Com a mesma soberania, declara que o “Filho do Homem é senhor do sábado”. Jesus atribui-se mais uma vez o título de Dn 7,13-14 (cf. 8,20 e o comentário da 13ª semana, segunda-feira): O messias que vem das nuvens (cf. 26,63s), o “Filho do homem”, é maior do que Davi (cf. 22,41-45p).

Provavelmente, os judeu-cristãos da comunidade de Mt guardavam ainda o sábado (cf. 24,20). Sabiam do grande presente que o dia livre do trabalho significa como antecipação do paraíso, mas sabiam que no decálogo de Dt 5,14s, o sábado é para os pobres, famintos e escravos (“lembra-te que foste escravo na terra do Egito…”). Portanto, os cristãos subordinaram a lei do sábado à pratica da misericórdia. Já os apóstolos começaram celebrar a ceia (Eucaristia) “no primeiro dia da semana” (cf. Lc 24,30; Jo 1,19.26; At 20,7); mudou o dia santo com a ressurreição de Jesus (nova criação, cf. 2Cor 5,17)

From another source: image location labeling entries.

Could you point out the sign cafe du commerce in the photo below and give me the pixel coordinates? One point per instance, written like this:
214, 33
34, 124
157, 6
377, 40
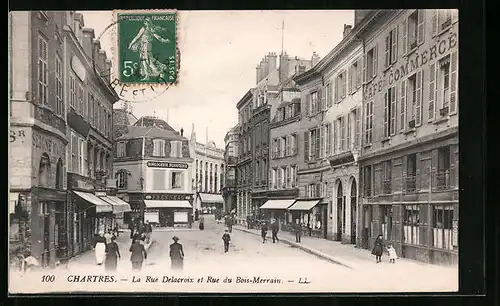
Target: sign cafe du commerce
416, 61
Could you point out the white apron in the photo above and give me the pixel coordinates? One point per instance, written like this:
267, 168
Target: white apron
100, 252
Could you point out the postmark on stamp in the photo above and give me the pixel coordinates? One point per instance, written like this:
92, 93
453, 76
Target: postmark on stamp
147, 47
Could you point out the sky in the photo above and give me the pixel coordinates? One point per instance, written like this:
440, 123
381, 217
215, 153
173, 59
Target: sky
219, 53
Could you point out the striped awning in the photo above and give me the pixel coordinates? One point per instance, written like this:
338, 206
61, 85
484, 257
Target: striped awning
119, 206
304, 205
277, 204
167, 204
101, 206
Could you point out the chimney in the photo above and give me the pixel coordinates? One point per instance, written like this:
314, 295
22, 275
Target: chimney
271, 61
88, 38
359, 15
347, 30
315, 59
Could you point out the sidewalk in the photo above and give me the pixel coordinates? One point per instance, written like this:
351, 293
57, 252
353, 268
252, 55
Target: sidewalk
343, 254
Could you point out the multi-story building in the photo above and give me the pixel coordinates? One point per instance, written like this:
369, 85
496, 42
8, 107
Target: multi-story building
208, 177
58, 97
331, 131
153, 167
230, 159
283, 162
409, 156
244, 161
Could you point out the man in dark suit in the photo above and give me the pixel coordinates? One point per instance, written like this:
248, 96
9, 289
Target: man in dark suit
176, 254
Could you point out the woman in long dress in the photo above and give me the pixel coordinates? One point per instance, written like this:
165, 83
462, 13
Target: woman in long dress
112, 255
150, 66
100, 249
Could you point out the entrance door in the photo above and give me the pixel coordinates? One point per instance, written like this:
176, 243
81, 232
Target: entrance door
354, 198
340, 212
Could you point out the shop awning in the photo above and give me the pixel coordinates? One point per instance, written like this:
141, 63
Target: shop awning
101, 206
211, 198
13, 198
277, 204
304, 204
167, 204
118, 204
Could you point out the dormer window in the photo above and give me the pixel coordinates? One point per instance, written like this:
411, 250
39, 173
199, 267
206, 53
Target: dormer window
159, 147
176, 149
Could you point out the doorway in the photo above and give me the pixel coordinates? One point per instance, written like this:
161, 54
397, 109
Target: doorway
340, 211
354, 197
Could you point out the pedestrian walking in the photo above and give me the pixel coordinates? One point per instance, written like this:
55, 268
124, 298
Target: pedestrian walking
263, 231
149, 231
138, 255
378, 248
201, 226
274, 230
112, 255
176, 254
226, 238
392, 253
298, 230
100, 249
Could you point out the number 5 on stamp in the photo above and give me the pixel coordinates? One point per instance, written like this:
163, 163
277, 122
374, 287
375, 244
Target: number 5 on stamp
147, 47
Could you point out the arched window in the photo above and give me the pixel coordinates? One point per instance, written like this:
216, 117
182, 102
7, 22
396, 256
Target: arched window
44, 171
59, 175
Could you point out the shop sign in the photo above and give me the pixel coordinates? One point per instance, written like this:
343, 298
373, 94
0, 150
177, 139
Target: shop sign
414, 62
167, 165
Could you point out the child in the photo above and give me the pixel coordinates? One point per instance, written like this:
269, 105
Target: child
392, 254
226, 238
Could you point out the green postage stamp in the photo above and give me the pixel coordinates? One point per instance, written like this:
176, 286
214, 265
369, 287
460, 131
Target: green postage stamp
147, 46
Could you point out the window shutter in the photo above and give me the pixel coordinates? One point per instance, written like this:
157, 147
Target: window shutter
421, 26
344, 83
306, 146
394, 45
318, 141
322, 142
387, 50
348, 138
392, 127
432, 94
386, 114
434, 22
405, 36
402, 109
308, 100
358, 73
365, 77
418, 103
453, 82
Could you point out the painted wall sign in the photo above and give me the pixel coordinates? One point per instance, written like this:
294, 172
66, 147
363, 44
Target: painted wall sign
167, 165
17, 135
48, 145
413, 63
78, 68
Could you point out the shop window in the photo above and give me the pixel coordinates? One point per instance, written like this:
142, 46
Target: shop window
443, 169
442, 227
411, 225
411, 173
44, 171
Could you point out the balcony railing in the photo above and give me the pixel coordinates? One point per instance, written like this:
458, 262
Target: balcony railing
443, 181
387, 187
411, 183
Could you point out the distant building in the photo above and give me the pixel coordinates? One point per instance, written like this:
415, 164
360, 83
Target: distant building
153, 169
230, 159
208, 176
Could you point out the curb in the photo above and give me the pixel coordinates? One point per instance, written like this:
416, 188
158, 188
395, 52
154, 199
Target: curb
309, 250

Na cultura greco-romana, o ócio era para a elite, ao escravo era negado o ócio (ficou apenas com o “neg-ócio”, o trabalho). No séc. IV, quando o Império Romano converteu-se ao cristianismo, o “domingo” (do latim dies domini, o dia do Senhor) tornou-se o feriado oficial. Assim, todos, senhores e escravos, têm o direito do ócio, pelo menos um dia da semana. Aos poucos, a escravidão foi abolida, deu lugar ao feudalismo. Hoje em dia, o domingo está em perigo de se esvaziar por pressões econômicas ameaçando o convívio das famílias trabalhadoras que não podem mais folgar juntas, mas a misericórdia vale mais do que apenas lucro e crescimento econômico. Insistir no valor do domingo é insistir o valor do ser humano contra um sistema que idolatra o dinheiro e o trabalho (cf. Mc 2,27, omitido por Mt e Lc).

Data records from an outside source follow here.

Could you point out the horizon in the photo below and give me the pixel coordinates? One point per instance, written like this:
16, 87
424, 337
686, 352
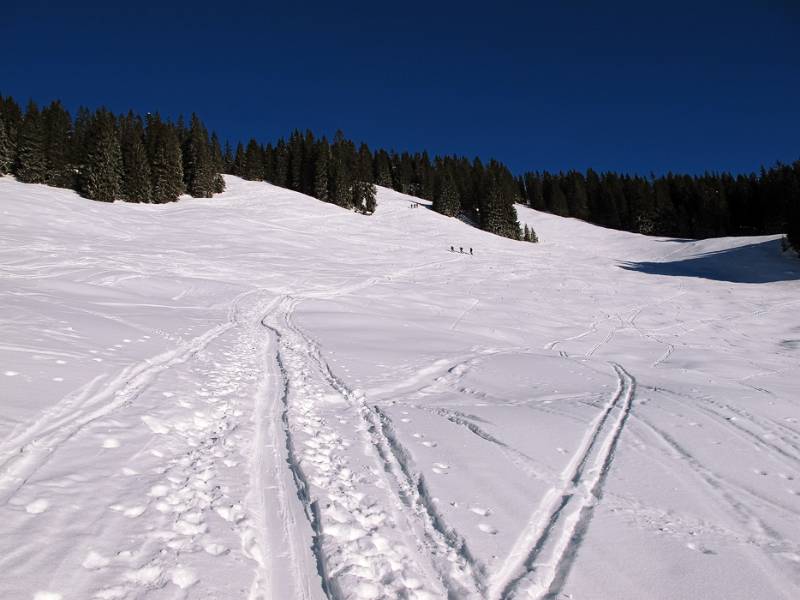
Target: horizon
723, 101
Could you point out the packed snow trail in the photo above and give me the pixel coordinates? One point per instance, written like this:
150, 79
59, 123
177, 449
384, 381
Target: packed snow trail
263, 396
556, 526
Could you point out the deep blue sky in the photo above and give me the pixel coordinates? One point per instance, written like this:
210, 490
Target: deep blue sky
631, 86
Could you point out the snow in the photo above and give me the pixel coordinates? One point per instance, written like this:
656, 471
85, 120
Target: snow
261, 395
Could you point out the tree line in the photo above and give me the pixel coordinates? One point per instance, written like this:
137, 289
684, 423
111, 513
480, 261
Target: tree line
149, 159
338, 171
708, 205
109, 157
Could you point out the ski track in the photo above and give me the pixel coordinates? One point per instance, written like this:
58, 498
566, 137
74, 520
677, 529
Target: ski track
24, 453
361, 525
332, 504
544, 551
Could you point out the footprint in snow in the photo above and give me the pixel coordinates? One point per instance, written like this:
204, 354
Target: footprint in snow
486, 528
183, 577
94, 561
37, 506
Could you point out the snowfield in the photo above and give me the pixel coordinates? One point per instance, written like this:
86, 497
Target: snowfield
261, 395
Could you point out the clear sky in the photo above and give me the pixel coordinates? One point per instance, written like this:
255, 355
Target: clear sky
629, 86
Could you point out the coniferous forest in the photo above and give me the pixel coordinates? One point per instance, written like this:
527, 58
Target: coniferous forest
111, 157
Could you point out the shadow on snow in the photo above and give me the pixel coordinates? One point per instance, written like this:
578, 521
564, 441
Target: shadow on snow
755, 263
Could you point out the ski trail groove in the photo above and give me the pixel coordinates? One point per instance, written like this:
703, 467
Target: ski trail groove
23, 455
461, 572
543, 553
362, 530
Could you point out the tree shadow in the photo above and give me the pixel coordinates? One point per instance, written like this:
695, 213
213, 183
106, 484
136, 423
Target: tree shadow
761, 262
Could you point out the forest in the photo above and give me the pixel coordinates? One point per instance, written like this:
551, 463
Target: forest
128, 157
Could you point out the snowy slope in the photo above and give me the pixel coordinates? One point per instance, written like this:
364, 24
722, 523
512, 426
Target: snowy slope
264, 396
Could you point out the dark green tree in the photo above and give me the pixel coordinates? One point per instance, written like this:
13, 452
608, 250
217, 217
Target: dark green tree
31, 164
199, 169
5, 150
446, 200
321, 166
101, 177
57, 128
136, 176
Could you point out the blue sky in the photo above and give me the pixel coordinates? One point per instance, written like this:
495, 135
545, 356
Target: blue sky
632, 86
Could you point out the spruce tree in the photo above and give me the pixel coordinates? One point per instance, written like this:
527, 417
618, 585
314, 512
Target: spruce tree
57, 127
296, 161
136, 176
199, 169
446, 199
31, 164
166, 163
227, 159
253, 162
238, 165
281, 177
5, 149
364, 193
219, 164
321, 166
101, 178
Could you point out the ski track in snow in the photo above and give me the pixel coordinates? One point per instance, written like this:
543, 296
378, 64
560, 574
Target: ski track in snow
541, 554
263, 453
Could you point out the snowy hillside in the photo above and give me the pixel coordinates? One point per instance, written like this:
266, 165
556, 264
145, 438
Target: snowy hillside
261, 395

O site da CNBB comenta: Existem pessoas que acham que é difícil seguir Jesus por causa da radicalidade das exigências evangélicas, no entanto, essas mesmas pessoas ficam criando uma série de dificuldades a partir de um legalismo ritual, moral e religioso que acabam por fazer do seguimento de Jesus uma causa de sofrimento e de dor e não uma causa de alegria e felicidade de quem descobre os valores que o conduz para a vida eterna. Muitos cristãos vivem colocando proibições e ficam contentes quando podem falar “não” a alguém. De fato, essas pessoas não entenderam o Evangelho de hoje, muito menos o amor que Deus tem para com seus filhos e filhas.